You probably won't find someone who is a Jags fan "just because"; the fandom is something that connects the people to their city and is a family tradition for so many. As one fan put it, "It's not easy to be a Jags fan, so you really have to want to be."

On Mondays, the players continue their connection with the fans with a meet and greet for the people of the city. 


The Tennessee Titans are a team from another city, and Nashville has embraced them as their own and have been cheering them on for the past two decades.

Located in downtown Nashville, Nissan Stadium offers a unique city experience. The convenient location allows fans to enjoy the city's music scene, great food and football all in one area. Tailgating can be done at the bars because of how close the stadium is to everything. 

Heading into the game you walk over the pedestrian bridge in a sea of blue and get a beautiful view of the stadium.

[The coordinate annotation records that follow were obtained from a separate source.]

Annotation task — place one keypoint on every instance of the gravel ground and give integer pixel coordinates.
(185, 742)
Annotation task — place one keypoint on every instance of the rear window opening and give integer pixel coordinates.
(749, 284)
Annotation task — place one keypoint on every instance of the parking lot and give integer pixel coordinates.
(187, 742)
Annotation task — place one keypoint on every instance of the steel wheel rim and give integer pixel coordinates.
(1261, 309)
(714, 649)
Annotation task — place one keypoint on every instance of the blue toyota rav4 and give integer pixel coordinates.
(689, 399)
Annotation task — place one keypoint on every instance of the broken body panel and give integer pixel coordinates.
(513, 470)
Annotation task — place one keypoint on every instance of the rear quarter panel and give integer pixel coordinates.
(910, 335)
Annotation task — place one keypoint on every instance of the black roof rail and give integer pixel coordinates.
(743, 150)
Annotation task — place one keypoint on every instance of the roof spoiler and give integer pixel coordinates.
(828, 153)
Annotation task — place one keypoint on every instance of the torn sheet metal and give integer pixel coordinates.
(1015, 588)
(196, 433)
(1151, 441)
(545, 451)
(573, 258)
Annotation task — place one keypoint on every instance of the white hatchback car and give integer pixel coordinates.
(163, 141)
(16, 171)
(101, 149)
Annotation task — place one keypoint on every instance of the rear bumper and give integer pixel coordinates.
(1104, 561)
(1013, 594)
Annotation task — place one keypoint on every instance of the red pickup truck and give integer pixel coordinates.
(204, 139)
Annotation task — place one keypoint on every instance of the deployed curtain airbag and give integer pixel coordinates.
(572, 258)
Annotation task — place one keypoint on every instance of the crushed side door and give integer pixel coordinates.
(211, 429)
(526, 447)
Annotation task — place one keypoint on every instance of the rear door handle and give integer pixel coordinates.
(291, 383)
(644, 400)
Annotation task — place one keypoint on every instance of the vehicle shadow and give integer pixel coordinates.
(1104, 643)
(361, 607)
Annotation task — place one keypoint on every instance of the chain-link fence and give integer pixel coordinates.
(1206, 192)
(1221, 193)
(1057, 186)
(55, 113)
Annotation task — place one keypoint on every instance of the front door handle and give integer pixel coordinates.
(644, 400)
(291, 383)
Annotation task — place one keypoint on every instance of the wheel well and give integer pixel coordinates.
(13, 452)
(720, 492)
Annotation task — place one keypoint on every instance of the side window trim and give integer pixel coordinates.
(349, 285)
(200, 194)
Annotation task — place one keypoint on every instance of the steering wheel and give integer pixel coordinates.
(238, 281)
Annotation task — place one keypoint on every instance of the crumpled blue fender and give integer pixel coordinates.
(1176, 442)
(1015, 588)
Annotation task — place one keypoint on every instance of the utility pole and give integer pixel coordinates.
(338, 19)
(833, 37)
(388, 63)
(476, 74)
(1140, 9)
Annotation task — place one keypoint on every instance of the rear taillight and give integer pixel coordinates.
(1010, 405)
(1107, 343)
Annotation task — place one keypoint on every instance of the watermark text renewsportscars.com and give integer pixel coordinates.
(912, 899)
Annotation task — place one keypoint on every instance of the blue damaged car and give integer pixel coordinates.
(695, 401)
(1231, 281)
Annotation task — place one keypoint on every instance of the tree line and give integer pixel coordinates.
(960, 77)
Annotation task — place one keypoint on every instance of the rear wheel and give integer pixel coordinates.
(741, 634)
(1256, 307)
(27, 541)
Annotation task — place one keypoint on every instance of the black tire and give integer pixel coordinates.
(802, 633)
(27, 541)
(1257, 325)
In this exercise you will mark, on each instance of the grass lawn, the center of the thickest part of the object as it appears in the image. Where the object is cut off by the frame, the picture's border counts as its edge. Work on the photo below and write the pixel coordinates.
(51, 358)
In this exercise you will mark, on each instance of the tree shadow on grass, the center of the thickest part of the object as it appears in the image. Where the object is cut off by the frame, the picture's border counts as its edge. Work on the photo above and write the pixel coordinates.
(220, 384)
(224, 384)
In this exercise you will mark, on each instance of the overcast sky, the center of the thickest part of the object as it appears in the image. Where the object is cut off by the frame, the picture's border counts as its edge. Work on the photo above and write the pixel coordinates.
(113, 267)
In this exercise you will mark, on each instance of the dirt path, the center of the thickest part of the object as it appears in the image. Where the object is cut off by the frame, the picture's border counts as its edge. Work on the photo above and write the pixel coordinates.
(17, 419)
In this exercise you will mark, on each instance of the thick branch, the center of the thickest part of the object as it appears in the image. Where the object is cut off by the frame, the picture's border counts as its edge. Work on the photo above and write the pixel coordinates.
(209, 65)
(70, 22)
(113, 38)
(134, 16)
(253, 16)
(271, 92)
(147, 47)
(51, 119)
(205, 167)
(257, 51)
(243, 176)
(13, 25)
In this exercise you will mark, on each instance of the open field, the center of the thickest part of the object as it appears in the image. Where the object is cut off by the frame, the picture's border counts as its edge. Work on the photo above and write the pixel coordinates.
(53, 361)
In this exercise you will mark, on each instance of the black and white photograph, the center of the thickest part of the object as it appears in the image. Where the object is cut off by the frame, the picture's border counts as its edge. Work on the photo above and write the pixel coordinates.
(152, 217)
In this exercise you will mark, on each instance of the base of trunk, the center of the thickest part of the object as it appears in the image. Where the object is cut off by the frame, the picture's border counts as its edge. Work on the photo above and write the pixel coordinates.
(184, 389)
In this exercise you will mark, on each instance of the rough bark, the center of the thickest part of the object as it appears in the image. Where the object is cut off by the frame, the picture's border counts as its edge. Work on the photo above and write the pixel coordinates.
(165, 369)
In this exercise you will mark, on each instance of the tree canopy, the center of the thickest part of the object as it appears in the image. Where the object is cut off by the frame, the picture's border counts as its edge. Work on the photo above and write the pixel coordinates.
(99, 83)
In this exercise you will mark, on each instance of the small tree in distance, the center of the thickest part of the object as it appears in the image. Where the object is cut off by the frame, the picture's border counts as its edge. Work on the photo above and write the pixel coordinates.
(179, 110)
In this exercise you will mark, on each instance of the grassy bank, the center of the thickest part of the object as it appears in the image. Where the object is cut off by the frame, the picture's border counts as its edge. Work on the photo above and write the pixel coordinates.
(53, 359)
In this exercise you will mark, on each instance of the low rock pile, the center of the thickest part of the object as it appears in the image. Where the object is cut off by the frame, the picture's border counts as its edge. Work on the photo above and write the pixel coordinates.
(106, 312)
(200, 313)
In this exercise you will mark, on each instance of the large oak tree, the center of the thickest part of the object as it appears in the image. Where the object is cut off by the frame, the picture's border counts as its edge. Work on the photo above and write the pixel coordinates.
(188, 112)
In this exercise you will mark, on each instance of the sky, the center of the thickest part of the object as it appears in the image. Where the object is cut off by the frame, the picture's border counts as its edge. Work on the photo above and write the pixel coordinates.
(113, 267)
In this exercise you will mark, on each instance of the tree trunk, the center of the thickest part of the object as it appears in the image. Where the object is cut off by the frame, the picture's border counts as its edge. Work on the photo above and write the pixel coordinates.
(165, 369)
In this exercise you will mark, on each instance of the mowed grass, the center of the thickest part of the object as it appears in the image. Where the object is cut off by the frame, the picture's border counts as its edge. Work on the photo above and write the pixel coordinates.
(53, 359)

Nashville is a stereotypically relaxed city and the fans take pride in being one of the friendliest towards opposing fan bases. 

Most games are at 12 p.m. so many fans enjoy a breakfast or brunch style tailgate. Sausage balls with white gravy, chicken biscuits, fried chicken and hot chicken are on many of the menus at pregame parties. 

Inside the stadium

Fans show up with flaming hair wigs and dressed literally from head to toe in Titans gear. 

"Titan Up" is something fans say when they end a sentence, a conversation or just to get their team rallied. What began as a 4th quarter rally cry is now a mantra for the team. 

Walking around the stadium you are gifted with the beautiful view of the city. The moment you walk into the stadium it has a unique feel. 

The open feel of the first level as you enter provides a great area to hang out before the game or at halftime and grab bite to eat. The many Jack Daniels advertisements reminds you that you're in Tennessee, just in case you forgot. 

Often a country music star is present at the game to sing the National Anthem, since it is country music city after all. The music does not stop there. There is a Titan Up drum line that plays at the games and once a year the Tennessee State University band comes to perform at halftime, putting on an incredibly impressive show.

The team runs out onto the field with fog and flames to welcome them to the stadium and that spectacle makes it impossible for fans not to get excited about the game, even though that's gone on a short hiatus.  

After a first down the fans yell out a loud, "Awhoo, Awhoo" to celebrate.